Performance Quiz #10 -- Thread local storage -- Solution

I actually posted quiz #10 quite a while ago but a comment with the correct solution came in so quickly that I wasn't very motivated to post a followup.  There are excellent links in the comments (thank you readers!)  But now I'll have to make the quizzes harder :)

The problem was to see what overhead is associated with various methods of creating flexible thread local storage.  I suggested two ways of having named storage.

I've posted a sample benchmark that expands on this and shows four different approaches (some less general than others). 

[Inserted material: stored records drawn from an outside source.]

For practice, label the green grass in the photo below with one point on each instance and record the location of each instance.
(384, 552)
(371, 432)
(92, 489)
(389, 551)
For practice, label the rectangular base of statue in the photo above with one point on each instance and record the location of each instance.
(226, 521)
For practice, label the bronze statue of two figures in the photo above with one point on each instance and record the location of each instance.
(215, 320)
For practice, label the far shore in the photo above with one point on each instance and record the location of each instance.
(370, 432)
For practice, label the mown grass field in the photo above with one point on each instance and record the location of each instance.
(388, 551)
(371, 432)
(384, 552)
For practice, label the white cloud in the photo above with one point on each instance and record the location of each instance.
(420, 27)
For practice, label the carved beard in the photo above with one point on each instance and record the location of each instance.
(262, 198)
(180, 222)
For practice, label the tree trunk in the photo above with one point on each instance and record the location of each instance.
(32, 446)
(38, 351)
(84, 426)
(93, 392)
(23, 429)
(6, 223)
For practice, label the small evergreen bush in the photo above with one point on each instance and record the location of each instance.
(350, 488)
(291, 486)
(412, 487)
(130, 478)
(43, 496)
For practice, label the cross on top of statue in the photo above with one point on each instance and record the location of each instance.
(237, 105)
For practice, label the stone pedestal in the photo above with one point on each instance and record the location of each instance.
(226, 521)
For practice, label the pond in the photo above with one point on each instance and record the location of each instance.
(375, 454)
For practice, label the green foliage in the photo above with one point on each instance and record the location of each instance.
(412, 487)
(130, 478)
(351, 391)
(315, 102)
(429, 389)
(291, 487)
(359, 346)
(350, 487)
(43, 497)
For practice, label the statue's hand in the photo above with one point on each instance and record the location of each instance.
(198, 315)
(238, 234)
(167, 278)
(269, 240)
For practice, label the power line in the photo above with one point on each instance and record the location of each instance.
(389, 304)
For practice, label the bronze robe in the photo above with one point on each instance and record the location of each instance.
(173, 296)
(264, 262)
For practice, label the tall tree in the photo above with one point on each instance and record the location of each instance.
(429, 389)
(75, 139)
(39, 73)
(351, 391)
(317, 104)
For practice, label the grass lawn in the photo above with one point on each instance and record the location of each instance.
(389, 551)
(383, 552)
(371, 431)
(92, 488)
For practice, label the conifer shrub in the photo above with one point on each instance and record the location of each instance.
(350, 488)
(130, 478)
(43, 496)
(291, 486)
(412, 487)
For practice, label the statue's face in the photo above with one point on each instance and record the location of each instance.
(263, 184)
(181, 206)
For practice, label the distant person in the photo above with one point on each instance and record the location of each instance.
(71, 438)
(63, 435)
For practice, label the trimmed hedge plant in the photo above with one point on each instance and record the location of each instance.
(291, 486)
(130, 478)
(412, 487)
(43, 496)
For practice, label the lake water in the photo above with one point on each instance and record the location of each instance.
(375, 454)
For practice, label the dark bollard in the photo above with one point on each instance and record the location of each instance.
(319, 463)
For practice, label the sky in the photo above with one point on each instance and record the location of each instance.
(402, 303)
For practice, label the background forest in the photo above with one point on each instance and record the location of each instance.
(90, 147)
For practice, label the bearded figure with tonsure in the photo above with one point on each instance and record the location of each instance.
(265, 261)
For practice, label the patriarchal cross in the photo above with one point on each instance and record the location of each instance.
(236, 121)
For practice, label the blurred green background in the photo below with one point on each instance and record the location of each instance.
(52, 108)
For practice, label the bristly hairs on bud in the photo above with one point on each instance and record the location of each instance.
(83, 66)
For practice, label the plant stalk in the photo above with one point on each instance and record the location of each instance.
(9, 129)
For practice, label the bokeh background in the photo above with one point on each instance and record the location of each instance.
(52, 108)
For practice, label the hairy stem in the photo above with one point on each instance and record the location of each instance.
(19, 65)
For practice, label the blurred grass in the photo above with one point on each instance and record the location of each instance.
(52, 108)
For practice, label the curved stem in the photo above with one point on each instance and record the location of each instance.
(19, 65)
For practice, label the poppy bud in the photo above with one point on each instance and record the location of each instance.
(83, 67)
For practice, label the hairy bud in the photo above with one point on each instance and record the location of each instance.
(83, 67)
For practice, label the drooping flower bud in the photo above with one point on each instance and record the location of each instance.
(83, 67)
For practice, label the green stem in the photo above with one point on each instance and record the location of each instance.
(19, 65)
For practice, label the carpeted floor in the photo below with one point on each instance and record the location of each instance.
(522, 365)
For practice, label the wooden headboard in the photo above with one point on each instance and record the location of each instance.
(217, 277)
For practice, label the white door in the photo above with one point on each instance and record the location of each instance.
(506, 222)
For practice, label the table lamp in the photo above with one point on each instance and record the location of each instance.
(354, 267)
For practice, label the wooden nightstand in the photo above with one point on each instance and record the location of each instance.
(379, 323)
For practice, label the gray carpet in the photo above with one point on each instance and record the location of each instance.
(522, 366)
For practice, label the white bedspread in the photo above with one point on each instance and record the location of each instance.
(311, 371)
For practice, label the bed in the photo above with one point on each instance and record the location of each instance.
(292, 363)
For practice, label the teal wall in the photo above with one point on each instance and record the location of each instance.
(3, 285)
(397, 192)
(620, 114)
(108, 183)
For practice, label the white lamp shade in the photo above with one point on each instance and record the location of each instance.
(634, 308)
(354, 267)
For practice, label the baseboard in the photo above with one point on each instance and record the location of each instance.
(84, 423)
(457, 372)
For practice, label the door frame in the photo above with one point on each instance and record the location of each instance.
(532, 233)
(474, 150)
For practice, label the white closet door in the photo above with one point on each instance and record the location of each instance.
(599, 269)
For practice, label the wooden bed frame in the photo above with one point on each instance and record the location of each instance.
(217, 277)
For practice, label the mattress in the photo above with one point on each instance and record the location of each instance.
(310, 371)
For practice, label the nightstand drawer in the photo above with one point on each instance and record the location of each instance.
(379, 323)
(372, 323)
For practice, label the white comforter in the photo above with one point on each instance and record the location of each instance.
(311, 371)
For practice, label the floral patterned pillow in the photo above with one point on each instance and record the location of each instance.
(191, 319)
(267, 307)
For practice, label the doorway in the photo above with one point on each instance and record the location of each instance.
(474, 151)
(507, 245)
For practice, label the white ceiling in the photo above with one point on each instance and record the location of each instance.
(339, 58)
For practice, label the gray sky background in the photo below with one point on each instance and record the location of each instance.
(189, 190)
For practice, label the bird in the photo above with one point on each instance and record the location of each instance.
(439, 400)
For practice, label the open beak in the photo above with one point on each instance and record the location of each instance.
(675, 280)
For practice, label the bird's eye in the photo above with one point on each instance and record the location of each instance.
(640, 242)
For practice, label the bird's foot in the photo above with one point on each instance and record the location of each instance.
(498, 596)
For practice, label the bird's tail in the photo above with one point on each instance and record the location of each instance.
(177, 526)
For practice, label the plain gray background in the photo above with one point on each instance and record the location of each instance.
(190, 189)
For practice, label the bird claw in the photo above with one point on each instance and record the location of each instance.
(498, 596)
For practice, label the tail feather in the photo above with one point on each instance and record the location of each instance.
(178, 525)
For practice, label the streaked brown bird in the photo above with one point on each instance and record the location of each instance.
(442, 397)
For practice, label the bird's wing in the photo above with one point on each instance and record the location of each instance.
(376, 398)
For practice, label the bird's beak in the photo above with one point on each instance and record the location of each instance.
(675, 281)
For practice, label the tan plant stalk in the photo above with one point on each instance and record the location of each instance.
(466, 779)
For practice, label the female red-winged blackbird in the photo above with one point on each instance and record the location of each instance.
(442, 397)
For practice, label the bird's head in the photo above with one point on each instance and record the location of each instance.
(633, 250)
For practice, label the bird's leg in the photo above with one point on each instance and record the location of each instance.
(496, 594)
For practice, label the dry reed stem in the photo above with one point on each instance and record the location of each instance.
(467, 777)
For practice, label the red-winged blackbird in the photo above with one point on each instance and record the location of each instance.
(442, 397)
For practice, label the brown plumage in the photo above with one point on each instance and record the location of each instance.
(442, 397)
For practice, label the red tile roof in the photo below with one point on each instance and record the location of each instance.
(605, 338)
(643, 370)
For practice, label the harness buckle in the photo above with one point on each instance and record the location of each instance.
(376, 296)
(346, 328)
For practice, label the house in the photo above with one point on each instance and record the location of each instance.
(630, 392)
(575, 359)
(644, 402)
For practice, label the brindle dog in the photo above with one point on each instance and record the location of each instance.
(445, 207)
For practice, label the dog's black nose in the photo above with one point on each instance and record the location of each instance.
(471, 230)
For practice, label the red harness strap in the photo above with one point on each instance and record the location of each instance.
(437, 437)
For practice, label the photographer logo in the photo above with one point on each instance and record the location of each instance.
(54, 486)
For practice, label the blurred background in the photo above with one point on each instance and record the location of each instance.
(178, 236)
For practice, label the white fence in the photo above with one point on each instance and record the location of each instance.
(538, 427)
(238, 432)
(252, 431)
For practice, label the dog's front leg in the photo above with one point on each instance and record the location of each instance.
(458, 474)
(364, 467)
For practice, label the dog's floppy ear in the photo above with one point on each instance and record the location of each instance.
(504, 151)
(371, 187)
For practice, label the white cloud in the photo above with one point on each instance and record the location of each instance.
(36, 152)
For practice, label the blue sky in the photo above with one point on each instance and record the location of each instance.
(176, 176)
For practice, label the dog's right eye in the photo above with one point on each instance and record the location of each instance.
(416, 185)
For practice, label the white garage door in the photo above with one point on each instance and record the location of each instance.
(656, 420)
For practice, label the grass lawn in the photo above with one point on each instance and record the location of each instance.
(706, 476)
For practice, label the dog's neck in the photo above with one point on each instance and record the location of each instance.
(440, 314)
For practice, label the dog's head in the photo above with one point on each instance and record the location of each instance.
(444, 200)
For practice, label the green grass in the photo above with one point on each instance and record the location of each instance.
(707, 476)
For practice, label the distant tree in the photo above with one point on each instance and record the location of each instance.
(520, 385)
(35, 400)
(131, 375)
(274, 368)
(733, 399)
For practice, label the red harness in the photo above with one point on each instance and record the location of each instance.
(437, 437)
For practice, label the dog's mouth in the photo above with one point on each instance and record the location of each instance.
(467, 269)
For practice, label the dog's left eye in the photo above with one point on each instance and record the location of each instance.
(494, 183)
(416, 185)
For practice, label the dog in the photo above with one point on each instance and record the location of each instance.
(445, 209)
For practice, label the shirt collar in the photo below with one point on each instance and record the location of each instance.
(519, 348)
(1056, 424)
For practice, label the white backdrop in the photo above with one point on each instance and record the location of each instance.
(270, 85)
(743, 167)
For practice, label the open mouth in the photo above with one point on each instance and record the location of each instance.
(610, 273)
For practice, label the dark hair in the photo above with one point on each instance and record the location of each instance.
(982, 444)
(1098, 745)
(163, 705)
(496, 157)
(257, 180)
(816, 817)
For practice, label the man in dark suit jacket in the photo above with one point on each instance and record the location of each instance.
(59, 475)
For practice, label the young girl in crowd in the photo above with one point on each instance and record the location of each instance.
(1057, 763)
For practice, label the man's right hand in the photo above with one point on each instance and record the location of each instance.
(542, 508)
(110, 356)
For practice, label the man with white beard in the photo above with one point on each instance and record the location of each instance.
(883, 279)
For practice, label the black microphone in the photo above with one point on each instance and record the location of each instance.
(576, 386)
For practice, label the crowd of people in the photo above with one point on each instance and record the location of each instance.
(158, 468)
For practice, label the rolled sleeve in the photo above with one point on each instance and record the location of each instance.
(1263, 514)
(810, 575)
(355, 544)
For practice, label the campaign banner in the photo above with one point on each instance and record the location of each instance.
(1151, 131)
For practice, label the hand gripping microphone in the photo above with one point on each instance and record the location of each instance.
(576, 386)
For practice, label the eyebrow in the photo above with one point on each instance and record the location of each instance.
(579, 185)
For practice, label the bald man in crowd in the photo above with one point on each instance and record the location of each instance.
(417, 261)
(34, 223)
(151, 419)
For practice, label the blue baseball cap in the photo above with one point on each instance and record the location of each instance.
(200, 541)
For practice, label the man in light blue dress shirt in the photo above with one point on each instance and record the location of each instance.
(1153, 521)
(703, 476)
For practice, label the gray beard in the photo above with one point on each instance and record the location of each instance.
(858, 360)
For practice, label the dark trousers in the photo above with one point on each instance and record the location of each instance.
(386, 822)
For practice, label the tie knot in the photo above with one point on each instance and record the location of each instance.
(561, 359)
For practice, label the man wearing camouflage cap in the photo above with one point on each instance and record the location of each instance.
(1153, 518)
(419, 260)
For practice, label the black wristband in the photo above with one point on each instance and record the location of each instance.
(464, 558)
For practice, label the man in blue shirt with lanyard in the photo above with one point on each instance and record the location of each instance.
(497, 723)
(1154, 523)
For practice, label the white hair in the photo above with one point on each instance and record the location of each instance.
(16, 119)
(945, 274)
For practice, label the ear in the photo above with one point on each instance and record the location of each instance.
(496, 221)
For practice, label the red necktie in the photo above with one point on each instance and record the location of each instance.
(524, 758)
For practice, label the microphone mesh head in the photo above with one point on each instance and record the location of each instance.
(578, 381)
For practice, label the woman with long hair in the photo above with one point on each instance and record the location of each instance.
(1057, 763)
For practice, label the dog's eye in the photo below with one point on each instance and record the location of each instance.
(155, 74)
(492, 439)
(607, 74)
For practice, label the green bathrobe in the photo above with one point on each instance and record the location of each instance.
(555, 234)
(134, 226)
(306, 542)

On my machine I observed the following times:

Test1: Named Slot 7,991ms
Test2: Numbered Slot 4,136ms
Test3: Thread-local dictionary 2,006ms
Test4: Thread-local direct 704ms

So, what's going on?  Well I looked into it with our profiler and got these results which show the extra costs pretty clearly.  Have a look at all the helper functions under Test1 and Test2. 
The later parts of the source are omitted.